Deepwoken Earth Piercer (2027)

The stone slab at his feet had changed. Where once the carving was inert, now it glowed a faint, deep amber. And beneath Kaelen’s own feet, he felt it—a distant, resonant thrum . The Earth Piercer’s final fragment wasn’t a weapon. It was a key. And somewhere beneath the rotting floorboards of the docks, in a submerged vault the Church thought lost, Harran’s true legacy waited: not destruction, but the location of every hidden deal, every false idol, every lie the great powers of the Luminant had buried.

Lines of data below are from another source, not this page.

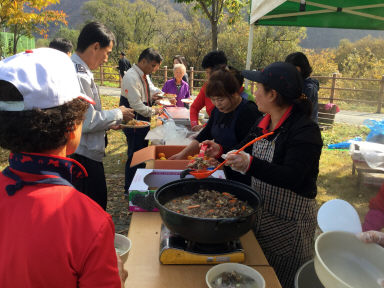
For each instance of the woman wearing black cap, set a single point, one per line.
(284, 168)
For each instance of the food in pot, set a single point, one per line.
(233, 280)
(135, 122)
(198, 163)
(210, 204)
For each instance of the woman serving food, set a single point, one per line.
(230, 121)
(284, 168)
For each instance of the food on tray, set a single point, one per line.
(136, 123)
(170, 96)
(233, 279)
(198, 163)
(210, 204)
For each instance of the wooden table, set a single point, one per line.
(146, 271)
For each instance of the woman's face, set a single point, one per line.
(223, 104)
(262, 98)
(178, 74)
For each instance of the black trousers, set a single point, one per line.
(94, 186)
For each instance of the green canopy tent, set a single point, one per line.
(347, 14)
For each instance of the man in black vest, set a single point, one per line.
(124, 64)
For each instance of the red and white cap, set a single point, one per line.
(45, 77)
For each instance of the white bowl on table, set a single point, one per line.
(230, 267)
(343, 261)
(122, 246)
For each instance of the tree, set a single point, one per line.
(23, 17)
(214, 10)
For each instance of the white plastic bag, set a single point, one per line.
(370, 152)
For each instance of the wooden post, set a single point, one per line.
(333, 87)
(191, 81)
(101, 75)
(381, 94)
(165, 74)
(252, 88)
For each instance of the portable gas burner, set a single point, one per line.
(177, 250)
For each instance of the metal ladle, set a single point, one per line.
(201, 174)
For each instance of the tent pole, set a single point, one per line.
(249, 52)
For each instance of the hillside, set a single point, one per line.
(317, 38)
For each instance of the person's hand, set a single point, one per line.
(372, 237)
(197, 128)
(238, 162)
(127, 113)
(213, 149)
(156, 96)
(115, 127)
(157, 110)
(177, 156)
(122, 272)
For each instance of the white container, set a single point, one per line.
(343, 261)
(306, 276)
(122, 245)
(239, 268)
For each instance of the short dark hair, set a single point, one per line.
(37, 130)
(181, 60)
(300, 60)
(61, 44)
(213, 59)
(94, 32)
(237, 74)
(222, 83)
(151, 54)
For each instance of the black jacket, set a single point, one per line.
(295, 163)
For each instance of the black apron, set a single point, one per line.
(226, 137)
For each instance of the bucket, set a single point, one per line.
(306, 276)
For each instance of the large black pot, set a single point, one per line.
(207, 230)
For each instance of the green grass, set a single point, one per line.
(335, 178)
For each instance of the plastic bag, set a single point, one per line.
(170, 134)
(344, 145)
(371, 153)
(377, 130)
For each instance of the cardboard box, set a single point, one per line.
(147, 181)
(150, 154)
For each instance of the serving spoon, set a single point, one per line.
(201, 174)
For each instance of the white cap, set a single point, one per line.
(45, 77)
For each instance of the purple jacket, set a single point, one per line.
(170, 87)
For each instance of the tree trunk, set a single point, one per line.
(15, 40)
(214, 35)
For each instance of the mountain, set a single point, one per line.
(318, 38)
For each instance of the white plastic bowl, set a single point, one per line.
(229, 267)
(123, 244)
(343, 261)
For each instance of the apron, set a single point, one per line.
(285, 225)
(226, 137)
(63, 171)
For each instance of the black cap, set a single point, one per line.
(280, 76)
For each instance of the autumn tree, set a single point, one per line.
(23, 17)
(214, 10)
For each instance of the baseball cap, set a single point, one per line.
(280, 76)
(45, 77)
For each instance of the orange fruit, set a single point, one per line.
(161, 155)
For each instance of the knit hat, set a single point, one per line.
(280, 76)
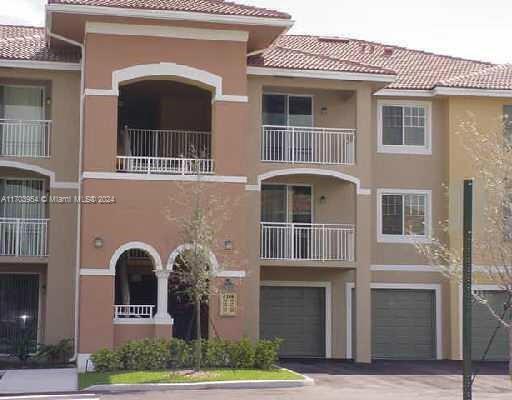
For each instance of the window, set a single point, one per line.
(507, 124)
(404, 128)
(285, 110)
(287, 203)
(404, 215)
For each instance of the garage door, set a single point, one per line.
(484, 325)
(296, 315)
(403, 324)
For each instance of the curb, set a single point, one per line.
(262, 384)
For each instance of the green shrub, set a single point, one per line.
(266, 353)
(180, 353)
(105, 360)
(241, 354)
(56, 353)
(145, 354)
(216, 353)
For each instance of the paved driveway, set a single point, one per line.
(383, 380)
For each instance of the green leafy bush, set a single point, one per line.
(266, 353)
(57, 353)
(241, 354)
(105, 360)
(145, 354)
(154, 354)
(179, 353)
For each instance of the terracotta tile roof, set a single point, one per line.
(498, 77)
(279, 57)
(204, 6)
(415, 69)
(29, 43)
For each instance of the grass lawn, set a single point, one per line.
(213, 375)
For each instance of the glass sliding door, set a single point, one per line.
(22, 112)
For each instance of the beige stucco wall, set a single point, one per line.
(63, 96)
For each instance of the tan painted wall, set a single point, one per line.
(63, 93)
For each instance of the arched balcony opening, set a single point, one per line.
(307, 218)
(164, 128)
(135, 286)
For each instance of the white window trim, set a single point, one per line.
(436, 288)
(288, 95)
(382, 238)
(405, 149)
(328, 305)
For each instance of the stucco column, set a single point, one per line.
(363, 315)
(162, 315)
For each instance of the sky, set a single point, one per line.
(473, 29)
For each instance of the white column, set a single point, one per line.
(162, 315)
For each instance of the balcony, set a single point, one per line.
(314, 242)
(25, 138)
(293, 144)
(24, 237)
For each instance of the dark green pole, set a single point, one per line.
(467, 296)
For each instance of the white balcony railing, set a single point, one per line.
(133, 311)
(21, 237)
(161, 165)
(168, 143)
(294, 144)
(20, 138)
(320, 242)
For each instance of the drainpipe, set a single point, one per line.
(77, 257)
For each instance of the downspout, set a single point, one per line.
(79, 208)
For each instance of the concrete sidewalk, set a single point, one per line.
(38, 380)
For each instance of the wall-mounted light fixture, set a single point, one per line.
(98, 242)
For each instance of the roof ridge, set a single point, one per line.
(394, 46)
(325, 57)
(474, 74)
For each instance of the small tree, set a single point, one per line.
(203, 214)
(490, 157)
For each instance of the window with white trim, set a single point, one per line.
(404, 128)
(403, 215)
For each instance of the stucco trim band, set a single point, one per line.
(54, 184)
(166, 31)
(159, 177)
(169, 15)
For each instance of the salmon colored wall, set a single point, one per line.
(96, 313)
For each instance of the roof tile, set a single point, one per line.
(204, 6)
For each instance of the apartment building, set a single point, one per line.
(336, 150)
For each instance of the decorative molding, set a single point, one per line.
(310, 171)
(231, 274)
(161, 177)
(315, 74)
(404, 268)
(436, 288)
(445, 91)
(50, 65)
(169, 15)
(54, 184)
(150, 250)
(177, 32)
(403, 93)
(96, 272)
(101, 92)
(328, 305)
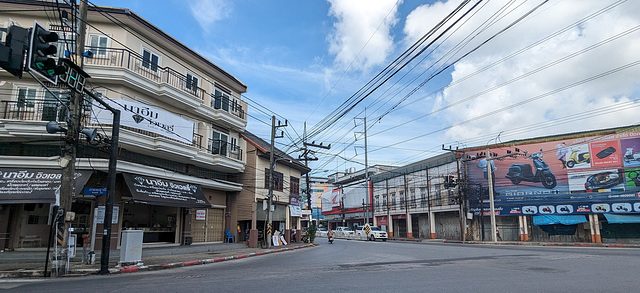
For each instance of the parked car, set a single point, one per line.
(343, 232)
(374, 233)
(321, 232)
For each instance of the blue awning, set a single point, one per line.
(557, 219)
(622, 219)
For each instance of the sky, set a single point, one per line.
(420, 74)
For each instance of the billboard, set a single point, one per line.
(586, 175)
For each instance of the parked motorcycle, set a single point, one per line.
(519, 172)
(576, 158)
(630, 156)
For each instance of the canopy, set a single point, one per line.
(157, 191)
(558, 219)
(622, 219)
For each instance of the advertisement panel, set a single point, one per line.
(597, 174)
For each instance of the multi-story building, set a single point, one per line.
(420, 200)
(250, 206)
(180, 147)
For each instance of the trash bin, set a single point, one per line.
(131, 247)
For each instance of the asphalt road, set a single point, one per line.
(361, 266)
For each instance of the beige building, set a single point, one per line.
(250, 205)
(180, 147)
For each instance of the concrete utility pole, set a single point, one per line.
(305, 157)
(271, 165)
(73, 125)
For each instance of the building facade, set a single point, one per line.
(251, 204)
(180, 148)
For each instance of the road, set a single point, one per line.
(361, 266)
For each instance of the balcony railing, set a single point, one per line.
(123, 58)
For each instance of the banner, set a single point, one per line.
(144, 117)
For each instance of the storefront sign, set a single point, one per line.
(158, 191)
(201, 215)
(148, 118)
(98, 214)
(34, 185)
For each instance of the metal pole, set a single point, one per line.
(270, 195)
(111, 191)
(491, 204)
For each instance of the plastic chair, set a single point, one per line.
(228, 238)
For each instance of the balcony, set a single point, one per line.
(125, 59)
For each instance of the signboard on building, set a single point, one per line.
(585, 175)
(30, 185)
(158, 191)
(145, 117)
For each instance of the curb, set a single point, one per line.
(143, 268)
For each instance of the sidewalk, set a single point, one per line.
(30, 262)
(523, 243)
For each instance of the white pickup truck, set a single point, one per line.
(374, 233)
(343, 232)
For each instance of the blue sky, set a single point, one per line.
(571, 67)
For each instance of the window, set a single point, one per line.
(192, 82)
(219, 143)
(294, 185)
(26, 97)
(220, 100)
(99, 45)
(150, 60)
(277, 180)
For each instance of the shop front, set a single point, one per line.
(161, 208)
(27, 198)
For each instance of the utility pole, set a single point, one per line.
(366, 169)
(271, 165)
(305, 157)
(70, 151)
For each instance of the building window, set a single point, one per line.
(277, 180)
(150, 60)
(294, 185)
(192, 82)
(220, 100)
(218, 143)
(26, 97)
(98, 45)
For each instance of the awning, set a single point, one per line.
(19, 186)
(157, 191)
(558, 219)
(622, 219)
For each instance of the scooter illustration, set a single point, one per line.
(576, 158)
(519, 172)
(630, 156)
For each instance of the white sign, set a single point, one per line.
(98, 215)
(144, 117)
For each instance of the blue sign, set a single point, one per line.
(95, 191)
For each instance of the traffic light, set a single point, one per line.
(41, 51)
(13, 49)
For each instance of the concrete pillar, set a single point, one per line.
(409, 226)
(432, 225)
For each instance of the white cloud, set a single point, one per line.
(361, 35)
(207, 12)
(556, 98)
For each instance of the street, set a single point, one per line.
(362, 266)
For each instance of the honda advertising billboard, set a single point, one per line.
(586, 175)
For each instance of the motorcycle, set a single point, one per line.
(630, 156)
(576, 158)
(519, 172)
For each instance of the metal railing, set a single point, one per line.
(134, 62)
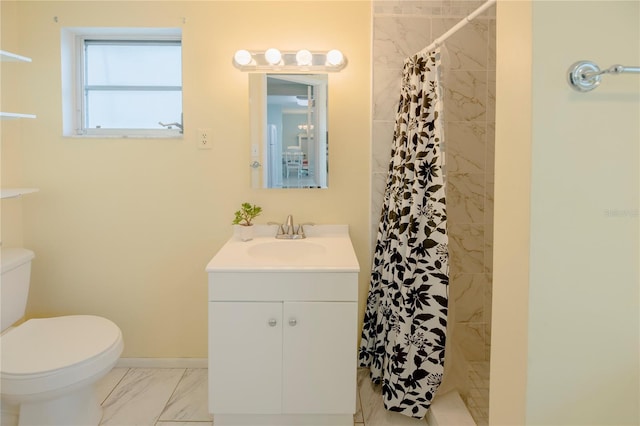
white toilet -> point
(49, 366)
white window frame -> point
(73, 69)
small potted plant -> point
(243, 218)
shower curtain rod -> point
(438, 41)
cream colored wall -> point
(511, 214)
(583, 318)
(574, 358)
(124, 228)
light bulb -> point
(242, 57)
(334, 57)
(304, 57)
(273, 56)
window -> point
(125, 84)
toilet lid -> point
(48, 344)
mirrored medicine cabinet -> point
(289, 142)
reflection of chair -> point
(293, 161)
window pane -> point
(133, 64)
(132, 110)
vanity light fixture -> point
(302, 60)
(304, 57)
(273, 56)
(243, 57)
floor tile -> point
(140, 396)
(373, 410)
(105, 386)
(189, 401)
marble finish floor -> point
(178, 397)
(478, 399)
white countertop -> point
(327, 248)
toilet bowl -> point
(49, 366)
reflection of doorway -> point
(296, 106)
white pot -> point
(245, 233)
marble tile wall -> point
(400, 29)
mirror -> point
(289, 147)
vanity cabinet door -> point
(245, 357)
(319, 357)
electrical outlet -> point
(204, 139)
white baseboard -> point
(162, 362)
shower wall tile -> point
(396, 38)
(378, 184)
(466, 49)
(488, 247)
(386, 93)
(491, 97)
(488, 295)
(465, 147)
(427, 7)
(490, 163)
(471, 338)
(465, 198)
(382, 141)
(491, 50)
(466, 248)
(467, 292)
(465, 95)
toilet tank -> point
(14, 285)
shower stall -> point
(401, 28)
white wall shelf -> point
(12, 57)
(14, 116)
(16, 192)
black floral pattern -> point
(405, 321)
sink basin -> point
(283, 250)
(326, 248)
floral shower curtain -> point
(406, 316)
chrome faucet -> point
(288, 231)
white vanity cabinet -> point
(282, 346)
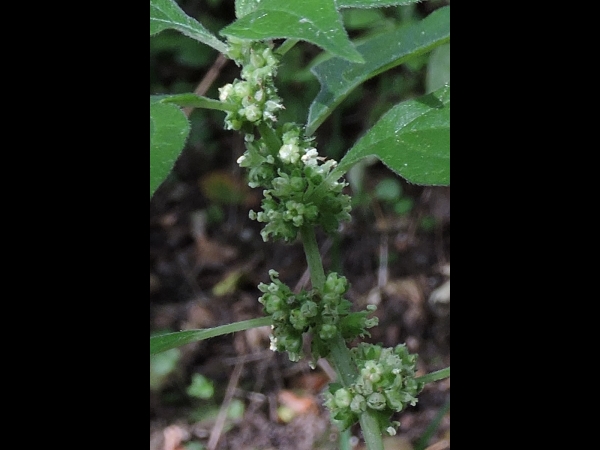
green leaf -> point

But Harran saw the truth. The Church didn’t want the breach sealed. They wanted it directed —aimed like a cannon at the city of Celtor, to wipe out a political rival. deepwoken earth piercer

The ground didn’t shake. It focused . A single spike of obsidian and compacted time erupted from the fault line, clean as a spear, and traveled seven miles underground. It emerged directly beneath the Church’s hidden basilica. Not a soul died. But the basilica—every vault, every relic, every contract written in sinner’s ink—sank into the crust, folded like paper, and was never found again. The stone slab at his feet had changed

But Kaelen had already stepped off the dock’s edge, sinking into the black water, the glow of the Earth Piercer pulling him like a star falling backward through mud. The Earth Piercer’s final fragment wasn’t a weapon

Harran was not a hero. He was a warden. A warden of the deep fault lines that ran beneath the Lumen Jungle, where the Kyrsgarde first clawed their way from the silence between worlds. The Church of the Unbroken had hired him to seal a breach—a crack in reality leaking Dreadstar corruption.

From weight .

Kaelen looked at his hands. They were trembling, but not from fear.